Re: Overhauling our interrupt handling (was Escaping from blocked send() reprised.) - Mailing list pgsql-hackers

From Heikki Linnakangas
Subject Re: Overhauling our interrupt handling (was Escaping from blocked send() reprised.)
Date
Msg-id 54CC1923.7040204@vmware.com
Whole thread Raw
In response to Overhauling our interrupt handling (was Escaping from blocked send() reprised.)  (Andres Freund <andres@2ndquadrant.com>)
Responses Re: Re: Overhauling our interrupt handling (was Escaping from blocked send() reprised.)
List pgsql-hackers
On 01/15/2015 03:03 AM, Andres Freund wrote:
> 0002: Use a nonblocking socket for FE/BE communication and block using
>        latches.

s/suceeds/succeeds/

> 0004: Process 'die' interrupts while reading/writing from the client socket.

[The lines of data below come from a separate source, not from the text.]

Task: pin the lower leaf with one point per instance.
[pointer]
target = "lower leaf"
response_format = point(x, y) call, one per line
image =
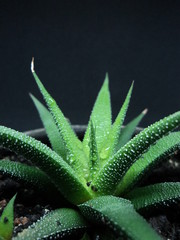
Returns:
point(163, 148)
point(29, 175)
point(7, 221)
point(56, 224)
point(119, 215)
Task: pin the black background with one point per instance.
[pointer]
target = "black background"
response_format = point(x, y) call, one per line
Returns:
point(75, 43)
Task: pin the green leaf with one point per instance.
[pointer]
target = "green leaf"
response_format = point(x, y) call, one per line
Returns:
point(93, 153)
point(163, 148)
point(7, 221)
point(111, 143)
point(154, 195)
point(29, 175)
point(54, 136)
point(100, 116)
point(62, 175)
point(129, 129)
point(75, 155)
point(115, 168)
point(118, 214)
point(55, 225)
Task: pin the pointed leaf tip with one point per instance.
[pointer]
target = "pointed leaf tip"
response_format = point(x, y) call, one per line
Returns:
point(145, 111)
point(32, 65)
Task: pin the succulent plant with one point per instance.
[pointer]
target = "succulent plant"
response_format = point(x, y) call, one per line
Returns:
point(99, 176)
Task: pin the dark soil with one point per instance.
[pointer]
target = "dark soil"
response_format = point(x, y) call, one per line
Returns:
point(30, 205)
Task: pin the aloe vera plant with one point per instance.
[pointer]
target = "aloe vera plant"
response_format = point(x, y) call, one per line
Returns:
point(99, 175)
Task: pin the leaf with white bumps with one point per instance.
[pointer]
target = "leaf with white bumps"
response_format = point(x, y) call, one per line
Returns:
point(119, 215)
point(62, 175)
point(110, 176)
point(54, 136)
point(111, 143)
point(163, 148)
point(100, 116)
point(129, 129)
point(55, 225)
point(29, 175)
point(75, 155)
point(7, 221)
point(154, 195)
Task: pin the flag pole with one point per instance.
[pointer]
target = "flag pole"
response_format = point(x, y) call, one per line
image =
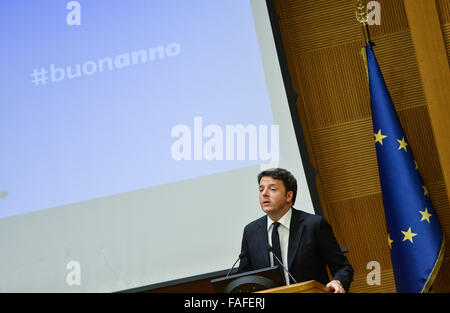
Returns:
point(362, 17)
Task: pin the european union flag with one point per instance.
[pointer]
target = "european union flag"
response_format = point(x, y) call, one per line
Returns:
point(414, 233)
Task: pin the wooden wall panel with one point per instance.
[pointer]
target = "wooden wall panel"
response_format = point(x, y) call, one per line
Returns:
point(346, 160)
point(323, 42)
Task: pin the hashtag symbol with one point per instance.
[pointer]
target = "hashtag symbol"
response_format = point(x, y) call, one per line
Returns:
point(39, 76)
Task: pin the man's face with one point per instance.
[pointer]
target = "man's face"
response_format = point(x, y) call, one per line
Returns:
point(273, 197)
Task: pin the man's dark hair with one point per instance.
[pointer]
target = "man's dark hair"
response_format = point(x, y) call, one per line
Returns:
point(289, 181)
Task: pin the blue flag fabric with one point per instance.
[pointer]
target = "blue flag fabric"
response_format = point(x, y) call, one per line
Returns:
point(414, 235)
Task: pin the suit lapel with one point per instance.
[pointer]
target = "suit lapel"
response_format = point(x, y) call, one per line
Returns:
point(262, 241)
point(295, 235)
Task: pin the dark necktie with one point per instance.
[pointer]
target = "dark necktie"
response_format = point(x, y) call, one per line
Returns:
point(277, 248)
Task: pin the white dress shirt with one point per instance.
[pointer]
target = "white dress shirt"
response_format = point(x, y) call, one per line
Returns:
point(283, 232)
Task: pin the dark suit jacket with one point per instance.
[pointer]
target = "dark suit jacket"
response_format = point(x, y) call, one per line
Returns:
point(312, 246)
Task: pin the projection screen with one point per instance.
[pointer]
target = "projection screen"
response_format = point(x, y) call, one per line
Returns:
point(131, 136)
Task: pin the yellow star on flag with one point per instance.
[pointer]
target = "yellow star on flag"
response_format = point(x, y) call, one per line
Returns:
point(390, 241)
point(402, 143)
point(408, 235)
point(379, 137)
point(425, 215)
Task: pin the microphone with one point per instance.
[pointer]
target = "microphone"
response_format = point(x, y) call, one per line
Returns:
point(240, 257)
point(281, 263)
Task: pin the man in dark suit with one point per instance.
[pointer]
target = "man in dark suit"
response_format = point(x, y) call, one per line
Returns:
point(303, 242)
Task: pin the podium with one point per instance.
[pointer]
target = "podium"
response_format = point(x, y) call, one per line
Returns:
point(310, 286)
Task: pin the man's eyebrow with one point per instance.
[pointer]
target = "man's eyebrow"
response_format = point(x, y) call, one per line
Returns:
point(268, 185)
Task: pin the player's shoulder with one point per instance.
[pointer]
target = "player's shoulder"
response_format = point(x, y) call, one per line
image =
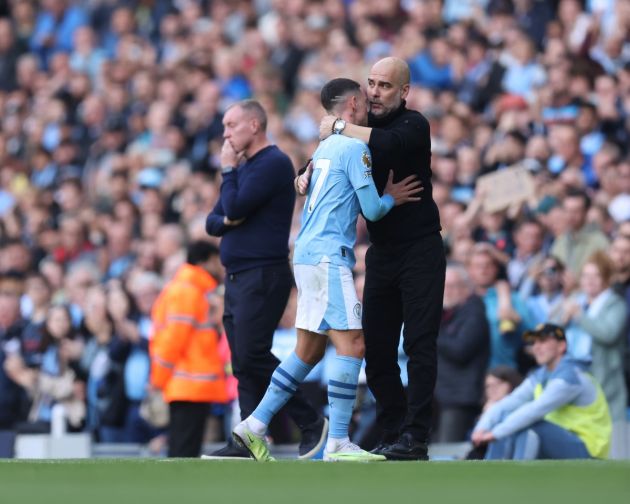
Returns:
point(414, 118)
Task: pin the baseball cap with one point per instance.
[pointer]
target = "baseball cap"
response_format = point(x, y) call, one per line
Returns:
point(545, 331)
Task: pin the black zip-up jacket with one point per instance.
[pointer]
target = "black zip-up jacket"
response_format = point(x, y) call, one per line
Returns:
point(401, 142)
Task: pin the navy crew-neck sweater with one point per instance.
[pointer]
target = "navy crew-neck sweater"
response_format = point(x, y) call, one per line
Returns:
point(260, 191)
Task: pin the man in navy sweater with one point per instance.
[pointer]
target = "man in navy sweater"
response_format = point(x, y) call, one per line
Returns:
point(253, 215)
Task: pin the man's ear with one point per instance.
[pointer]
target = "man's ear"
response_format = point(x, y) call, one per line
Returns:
point(404, 91)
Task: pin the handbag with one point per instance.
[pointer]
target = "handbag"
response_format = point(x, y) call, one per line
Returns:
point(154, 409)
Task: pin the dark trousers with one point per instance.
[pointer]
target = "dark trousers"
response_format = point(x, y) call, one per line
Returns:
point(186, 428)
point(403, 283)
point(255, 300)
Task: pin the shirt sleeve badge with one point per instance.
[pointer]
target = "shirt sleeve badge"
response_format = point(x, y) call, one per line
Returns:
point(367, 162)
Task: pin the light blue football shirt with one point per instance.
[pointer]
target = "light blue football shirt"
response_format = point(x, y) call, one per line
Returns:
point(341, 166)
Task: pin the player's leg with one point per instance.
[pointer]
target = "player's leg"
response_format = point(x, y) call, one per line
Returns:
point(382, 322)
point(284, 383)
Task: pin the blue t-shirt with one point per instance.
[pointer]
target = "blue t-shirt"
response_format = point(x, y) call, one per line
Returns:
point(341, 166)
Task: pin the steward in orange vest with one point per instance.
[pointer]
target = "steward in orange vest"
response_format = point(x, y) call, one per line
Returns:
point(185, 360)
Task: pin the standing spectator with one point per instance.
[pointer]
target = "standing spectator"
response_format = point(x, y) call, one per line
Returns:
point(463, 351)
point(596, 319)
point(55, 27)
point(253, 215)
point(579, 241)
point(404, 280)
point(505, 310)
point(185, 361)
point(9, 54)
point(558, 412)
point(620, 255)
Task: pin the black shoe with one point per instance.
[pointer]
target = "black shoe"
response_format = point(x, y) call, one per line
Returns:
point(229, 451)
point(380, 448)
point(406, 448)
point(313, 439)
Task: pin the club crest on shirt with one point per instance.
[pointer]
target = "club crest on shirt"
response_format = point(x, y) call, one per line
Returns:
point(365, 158)
point(367, 162)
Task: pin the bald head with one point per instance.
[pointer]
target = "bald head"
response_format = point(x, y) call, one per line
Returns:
point(388, 85)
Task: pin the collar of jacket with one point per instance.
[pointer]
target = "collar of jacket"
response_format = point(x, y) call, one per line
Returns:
point(375, 122)
point(187, 273)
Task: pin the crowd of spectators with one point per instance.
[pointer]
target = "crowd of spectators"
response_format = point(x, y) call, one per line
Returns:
point(110, 131)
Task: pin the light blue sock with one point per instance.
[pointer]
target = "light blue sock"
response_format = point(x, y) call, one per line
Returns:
point(284, 383)
point(342, 393)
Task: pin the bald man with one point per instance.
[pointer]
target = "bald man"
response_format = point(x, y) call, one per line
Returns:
point(404, 281)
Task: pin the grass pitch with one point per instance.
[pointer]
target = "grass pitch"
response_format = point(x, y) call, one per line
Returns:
point(190, 481)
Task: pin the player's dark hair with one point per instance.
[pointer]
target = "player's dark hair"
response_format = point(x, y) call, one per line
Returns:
point(336, 91)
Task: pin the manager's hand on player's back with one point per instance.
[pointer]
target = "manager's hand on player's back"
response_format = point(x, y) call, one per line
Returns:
point(405, 191)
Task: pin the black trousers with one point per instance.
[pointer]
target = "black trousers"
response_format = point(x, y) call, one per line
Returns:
point(186, 428)
point(403, 283)
point(255, 300)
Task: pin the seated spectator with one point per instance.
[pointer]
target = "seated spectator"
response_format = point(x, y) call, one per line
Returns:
point(506, 312)
point(578, 242)
point(56, 380)
point(558, 412)
point(546, 279)
point(463, 346)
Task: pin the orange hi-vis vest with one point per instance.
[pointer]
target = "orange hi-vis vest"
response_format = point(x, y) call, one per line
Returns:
point(185, 360)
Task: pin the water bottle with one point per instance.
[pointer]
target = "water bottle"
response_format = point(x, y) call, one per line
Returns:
point(58, 421)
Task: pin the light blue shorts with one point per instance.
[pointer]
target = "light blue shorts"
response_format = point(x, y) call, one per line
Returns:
point(327, 298)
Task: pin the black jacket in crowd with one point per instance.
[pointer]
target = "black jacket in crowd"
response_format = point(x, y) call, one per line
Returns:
point(463, 351)
point(401, 142)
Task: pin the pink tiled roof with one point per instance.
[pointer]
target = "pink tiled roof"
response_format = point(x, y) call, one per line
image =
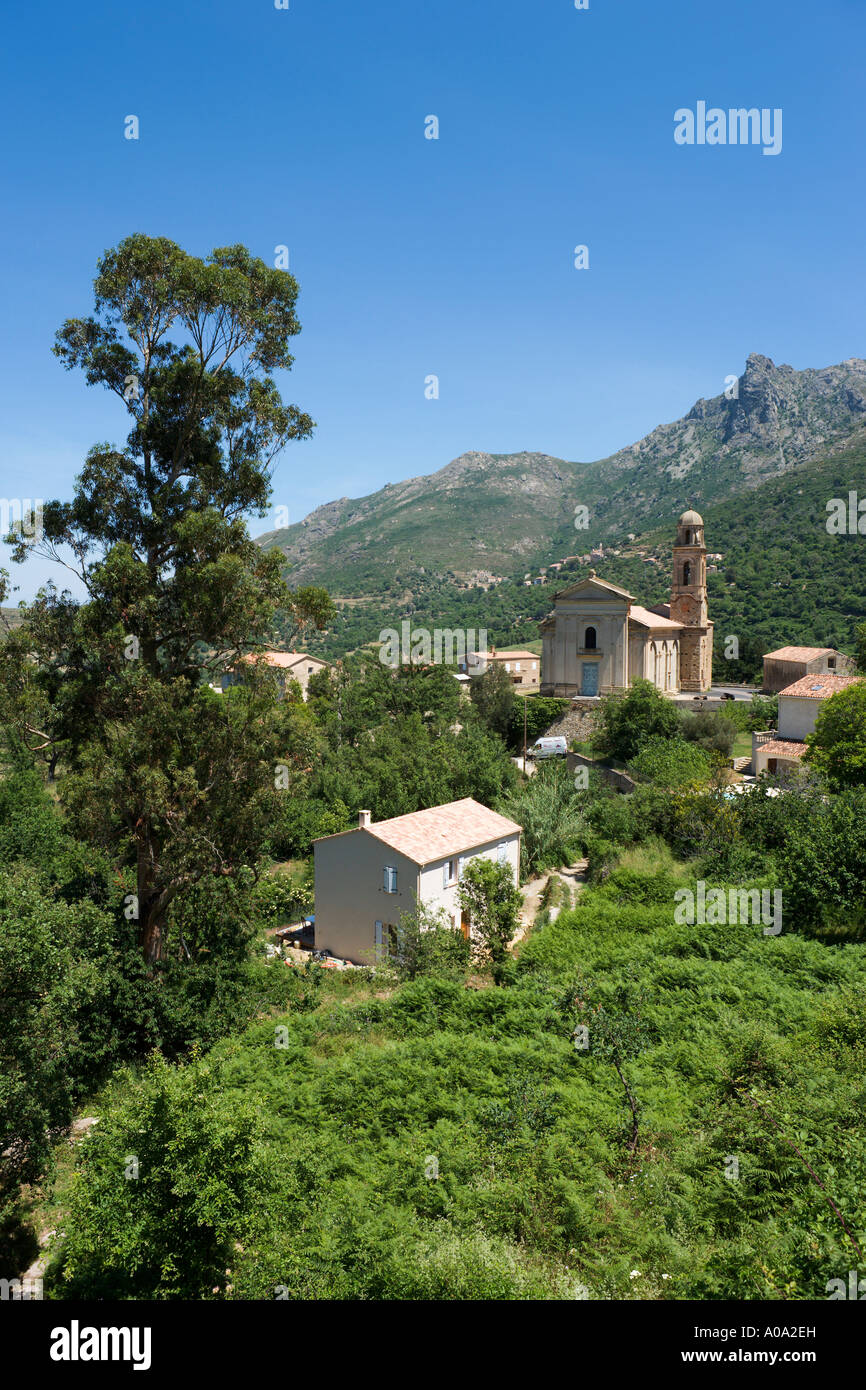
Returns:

> +             * Check for interrupts here, in addition to secure_write(),
> +             * because a interrupted write in secure_raw_write() can possibly
> +             * only return to here, not to secure_write().
>               */
> +            ProcessClientWriteInterrupt(true);

Took me a while to parse that sentence. How about:

Check for interrupts here, in addition to secure_write(), because an 
interrupted write in secure_raw_write() will return here, and we cannot 
return to secure_write() until we've written something.

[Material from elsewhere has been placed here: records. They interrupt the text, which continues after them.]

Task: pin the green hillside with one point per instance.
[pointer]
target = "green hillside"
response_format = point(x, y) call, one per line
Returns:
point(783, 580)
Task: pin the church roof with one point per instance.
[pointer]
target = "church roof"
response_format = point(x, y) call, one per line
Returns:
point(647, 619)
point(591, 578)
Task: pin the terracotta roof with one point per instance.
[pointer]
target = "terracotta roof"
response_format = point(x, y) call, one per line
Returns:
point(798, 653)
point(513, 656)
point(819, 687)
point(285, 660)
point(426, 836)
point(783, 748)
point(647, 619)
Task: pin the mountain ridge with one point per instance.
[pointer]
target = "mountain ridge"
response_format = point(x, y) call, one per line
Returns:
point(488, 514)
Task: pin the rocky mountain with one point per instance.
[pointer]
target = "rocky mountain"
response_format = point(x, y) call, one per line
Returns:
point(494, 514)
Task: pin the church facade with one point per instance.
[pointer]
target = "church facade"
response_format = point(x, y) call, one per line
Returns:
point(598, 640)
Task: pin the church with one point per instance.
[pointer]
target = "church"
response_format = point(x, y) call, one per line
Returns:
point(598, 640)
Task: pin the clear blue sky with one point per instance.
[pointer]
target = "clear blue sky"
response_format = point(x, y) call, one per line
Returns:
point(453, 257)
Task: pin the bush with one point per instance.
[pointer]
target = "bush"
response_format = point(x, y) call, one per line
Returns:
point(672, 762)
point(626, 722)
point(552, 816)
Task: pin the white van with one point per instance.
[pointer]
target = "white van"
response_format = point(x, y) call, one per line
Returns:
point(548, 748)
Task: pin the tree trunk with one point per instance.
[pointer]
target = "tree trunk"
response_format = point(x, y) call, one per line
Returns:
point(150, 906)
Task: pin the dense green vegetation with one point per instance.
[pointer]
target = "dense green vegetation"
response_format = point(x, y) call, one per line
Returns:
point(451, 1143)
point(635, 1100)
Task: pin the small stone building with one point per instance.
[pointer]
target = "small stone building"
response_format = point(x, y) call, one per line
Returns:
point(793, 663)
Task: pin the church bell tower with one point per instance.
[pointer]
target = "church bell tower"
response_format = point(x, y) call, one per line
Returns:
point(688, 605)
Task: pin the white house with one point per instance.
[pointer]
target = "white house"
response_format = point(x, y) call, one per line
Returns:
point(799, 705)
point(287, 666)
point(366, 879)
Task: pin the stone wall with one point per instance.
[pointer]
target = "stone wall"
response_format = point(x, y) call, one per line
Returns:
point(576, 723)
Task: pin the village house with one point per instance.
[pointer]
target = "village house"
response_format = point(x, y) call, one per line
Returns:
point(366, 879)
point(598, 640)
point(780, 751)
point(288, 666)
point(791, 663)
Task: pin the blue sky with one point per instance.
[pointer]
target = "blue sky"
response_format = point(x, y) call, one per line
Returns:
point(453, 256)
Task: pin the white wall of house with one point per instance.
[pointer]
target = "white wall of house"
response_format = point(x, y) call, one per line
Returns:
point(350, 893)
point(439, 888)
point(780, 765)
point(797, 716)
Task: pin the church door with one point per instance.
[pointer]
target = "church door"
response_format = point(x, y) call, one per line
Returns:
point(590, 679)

> 0005: Move deadlock and other interrupt handling in proc.c out of signal handlers.
>
>        I'm surprised how comparatively simple this turned out to be. For
>        robustness and understanding I think this is a great improvement.
>
>        New and not reviewed at all. Needs significant review. But works
>        in my simple testcases.

> @@ -799,6 +791,7 @@ ProcKill(int code, Datum arg)
>      proc = MyProc;
>      MyProc = NULL;
>      DisownLatch(&proc->procLatch);
> +    SetLatch(MyLatch);
>
>      SpinLockAcquire(ProcStructLock);
>
> @@ -868,6 +861,7 @@ AuxiliaryProcKill(int code, Datum arg)
>      proc = MyProc;
>      MyProc = NULL;
>      DisownLatch(&proc->procLatch);
> +    SetLatch(MyLatch);
>
>      SpinLockAcquire(ProcStructLock);

These SetLatch calls are unnecessary. SwitchBackToLocalLatch() already 
sets the latch. (According to the comment in SwitchToSharedLatch() even 
that should not be necessary.)

> 0006: Don't allow immediate interupts during authentication anymore.

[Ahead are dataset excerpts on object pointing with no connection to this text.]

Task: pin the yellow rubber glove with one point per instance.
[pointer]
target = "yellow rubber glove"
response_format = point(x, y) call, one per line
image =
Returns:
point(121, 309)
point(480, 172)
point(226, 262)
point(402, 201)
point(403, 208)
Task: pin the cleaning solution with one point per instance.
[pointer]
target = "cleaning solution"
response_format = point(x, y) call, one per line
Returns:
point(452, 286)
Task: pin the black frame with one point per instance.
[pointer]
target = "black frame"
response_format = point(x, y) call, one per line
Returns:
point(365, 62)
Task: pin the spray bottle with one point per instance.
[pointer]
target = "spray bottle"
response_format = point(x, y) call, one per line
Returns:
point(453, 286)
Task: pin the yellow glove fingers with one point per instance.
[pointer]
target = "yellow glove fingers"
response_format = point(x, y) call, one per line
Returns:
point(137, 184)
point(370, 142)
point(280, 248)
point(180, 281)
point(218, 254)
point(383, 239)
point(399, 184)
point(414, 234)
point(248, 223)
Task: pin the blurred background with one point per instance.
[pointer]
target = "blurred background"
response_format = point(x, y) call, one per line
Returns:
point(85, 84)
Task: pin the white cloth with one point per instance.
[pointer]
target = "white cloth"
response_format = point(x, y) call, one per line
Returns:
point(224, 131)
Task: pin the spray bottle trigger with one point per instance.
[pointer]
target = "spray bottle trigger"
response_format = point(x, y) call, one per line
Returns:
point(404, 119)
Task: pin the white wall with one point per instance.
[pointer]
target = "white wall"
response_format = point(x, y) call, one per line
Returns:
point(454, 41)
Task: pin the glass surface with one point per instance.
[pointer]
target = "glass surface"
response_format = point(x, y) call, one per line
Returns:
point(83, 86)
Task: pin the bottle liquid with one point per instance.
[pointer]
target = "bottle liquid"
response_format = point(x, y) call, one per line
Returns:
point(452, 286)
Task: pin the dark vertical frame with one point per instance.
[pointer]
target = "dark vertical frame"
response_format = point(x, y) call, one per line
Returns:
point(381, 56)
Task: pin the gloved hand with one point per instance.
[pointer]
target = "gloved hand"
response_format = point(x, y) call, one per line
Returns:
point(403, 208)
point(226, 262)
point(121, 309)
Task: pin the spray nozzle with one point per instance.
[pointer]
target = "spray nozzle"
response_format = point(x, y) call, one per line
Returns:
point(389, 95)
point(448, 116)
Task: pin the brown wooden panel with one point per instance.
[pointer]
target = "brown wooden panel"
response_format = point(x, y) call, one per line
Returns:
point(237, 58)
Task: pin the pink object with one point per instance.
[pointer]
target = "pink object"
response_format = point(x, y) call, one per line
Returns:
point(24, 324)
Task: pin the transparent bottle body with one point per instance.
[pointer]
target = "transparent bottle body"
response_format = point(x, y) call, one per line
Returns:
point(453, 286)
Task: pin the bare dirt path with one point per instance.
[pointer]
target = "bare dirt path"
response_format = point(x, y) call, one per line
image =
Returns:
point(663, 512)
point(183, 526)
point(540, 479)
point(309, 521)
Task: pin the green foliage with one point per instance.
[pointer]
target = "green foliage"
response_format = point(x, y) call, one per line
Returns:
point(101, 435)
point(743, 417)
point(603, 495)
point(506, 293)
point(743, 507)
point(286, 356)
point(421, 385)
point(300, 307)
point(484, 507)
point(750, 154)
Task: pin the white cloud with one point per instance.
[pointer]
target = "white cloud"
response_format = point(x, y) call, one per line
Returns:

In commit message: s/interupts/interrupts/.

> @@ -80,9 +73,6 @@ md5_crypt_verify(const Port *port, const char *role, char *client_pass,
>      if (*shadow_pass == '\0')
>          return STATUS_ERROR;    /* empty password */
>
> -    /* Re-enable immediate response to SIGTERM/SIGINT/timeout interrupts */
> -    ImmediateInterruptOK = true;
> -    /* And don't forget to detect one that already arrived */
>      CHECK_FOR_INTERRUPTS();
>
>      /*

That lone CHECK_FOR_INTERRUPTS() that remains looks pretty randomly 
placed now that the "ImmediateInterruptOK = true" is gone. I would just 
remove it. Add one to the caller if it's needed, but it probably isn't.

> 0007: Remove the option to service interrupts during PGSemaphoreLock().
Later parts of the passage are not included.